Write an analysis (3-500 words) of one media image of your choosing.
This analysis should highlight how the intended reader/audience would construct their identity by a specific reading of the text which is based on the 'othering' of other groups or individuals.
Your analysis should evidence an understanding of the concept of 'othering' and also show some acknowledgement of how much the security of our own fragile subjectivities or identities depend on this process.
In the article Mr Woodhead, former Ofsted chief argues that middle class children are smarter than children from poorer families.
'He suggested that grammar school pupils were more likely to be middle-class because "the genes are likely to be better if your parents are teachers, academics, lawyers, whatever, and the nurture is likely to be better”.'
This article is directly othering the poorer readers who attended secondary modern schools or their children who now attend an equivalent school. It is othering, them by saying they're not going to succeed and neither are their children because of their class.
The reader is going to feel a whole lot less secure about their identity if they’re from a lower class simply by looking at the headline, while the people who are middle-class who attended grammar-school or whose children will are going to feel more security in their belief that they are smarter and better than the poorer people. Creating more than just a class divide but a social divide in their attitudes towards each other. It’s an article that is attempting to render the poorer people as inferior to the middle-class.
These views are criticised in the article with a statement made by political scientist Alan Ryan, who totally dismisses the comments made by Mr Woodhead as ‘garbage’.

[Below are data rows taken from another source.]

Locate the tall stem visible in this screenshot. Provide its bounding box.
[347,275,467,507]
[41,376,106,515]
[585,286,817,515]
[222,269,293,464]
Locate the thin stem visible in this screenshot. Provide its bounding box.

'However, there was support from Dr Bruce Charlton, an expert in evolutionary psychiatry from Newcastle University.'
'Dr Charlton insisted that intelligence was 'mostly inherited', adding that family background and education 'probably makes a small difference but nothing like as much as people think.’
This ends the article by further supporting the othering of the 'unintelligent' poor people to make them less secure in their identity. Which at the same time reaffirms the rich people’s ’superiority’ complex by asserting that ‘Dr Charlton’ is a expert whereas Alan Ryan (criticising this) is simply a ‘political scientist’. This down plays Ryan to further assert the othering towards the poor people by giving Dr Charlton more backing.